A banner across the top of Drift’s website said late Thursday: “Drift is being paused until further notice due to irregular activity in the protocol.”
Drift said Wednesday (April 1) that it is experiencing an active attack and has suspended deposits and withdrawals.
“We are coordinating with multiple security firms, bridges and exchanges to contain the incident,” the company said in a Wednesday post on X that remained pinned atop its posts late Thursday. “This is not an April Fools joke.”
In another Wednesday post on X, Drift said that a malicious actor gained unauthorized access to Drift Protocol and took over Drift’s Security Council administrative powers.
“This was a highly sophisticated operation that appears to have involved multi-week preparation and staged execution, including the use of durable nonce accounts to pre-sign transactions that delayed execution,” the firm said in the post.
In another Wednesday post on X, Drift said the attack also involved the “compromise of multiple multisig singers’ approvals, likely through targeted social engineering or transaction misrepresentation.”
The Financial Times reported Thursday that Drift is the largest perpetual futures exchange on the Solana blockchain. The FT described perpetual futures as derivative contracts that have no expiration and are used by cryptocurrency traders to speculate on asset prices.

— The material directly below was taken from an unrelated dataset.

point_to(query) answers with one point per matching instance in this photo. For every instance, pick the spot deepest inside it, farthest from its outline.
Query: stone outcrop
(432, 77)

The report said the hackers who attacked Drift stole $280 million from the exchange, which amounted to about half the total U.S. dollar value on deposit with it.
Bloomberg reported Wednesday that the amount of cryptocurrencies involved, as determined by blockchain data analysts, could make this one of the biggest hacks in crypto’s history.
The hacker likely exploited a new market on Drift that lets users borrow other cryptocurrencies against an illiquid token called CVT, the Bloomberg report said, citing Xuxian Jiang, a researcher at blockchain security company PeckShield.
Blockchain data platform Chainalysis reported in December that during the first roughly eight months of 2025, from January through early September, crypto thefts totaled $3.4 billion. The company added that nearly half that total come from the February 2025 compromise of the Bybit crypto exchange.